For each of these config files, a .config is generated both before and
after this Kconfig series, and checked for equivalence. This approach
allows for a rather rapid check of all architectures and a wide
variety of configs wrt/ KEXEC and CRASH, and avoids requiring
compiling for all architectures and running kernels and run-time
testing.
For each config file, the olddefconfig, allnoconfig and allyesconfig
targets are utilized. In testing the randconfig has revealed problems
as well, but is not used in the before and after equivalence check
since one can not generate the "same" .config for before and after,
even if using the same KCONFIG_SEED since the option list is
different.
As such, the following script steps compare the before and after
of 'make olddefconfig'. The new symbols introduced by this series
are filtered out, but otherwise the config files are PASS only if
they were equivalent, and FAIL otherwise.

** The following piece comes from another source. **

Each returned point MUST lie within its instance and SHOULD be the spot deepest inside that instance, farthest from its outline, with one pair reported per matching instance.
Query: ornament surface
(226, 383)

The script performs the test by doing the following:
# Obtain the "golden" .config output for given config file
# Reset test sandbox
git checkout master
git branch -D test_Kconfig
git checkout -B test_Kconfig master
make distclean
# Write out updated config
cp -f <config file> .config
make ARCH=<arch> olddefconfig
# Track each item in .config, LHSB is "golden"
scoreboard .config
# Obtain the "changed" .config output for given config file
# Reset test sandbox
make distclean
# Apply this Kconfig series
git am <this Kconfig series>
# Write out updated config
cp -f <config file> .config
make ARCH=<arch> olddefconfig
# Track each item in .config, RHSB is "changed"
scoreboard .config
# Determine test result
# Filter-out new symbols introduced by this series
# Filter-out symbol=n which not in either scoreboard
# Compare LHSB "golden" and RHSB "changed" scoreboards and issue PASS/FAIL
The script was instrumental during the refactoring of Kconfig as it
continually revealed problems. The end result being that the solution
presented in this series passes all configs as checked by the script,
with the following exceptions:
- arch/ia64/configs/zx1_config with olddefconfig
This config file has:
# CONFIG_KEXEC is not set
CONFIG_CRASH_DUMP=y
and this refactor now couples KEXEC to CRASH_DUMP, so it is not
possible to enable CRASH_DUMP without KEXEC.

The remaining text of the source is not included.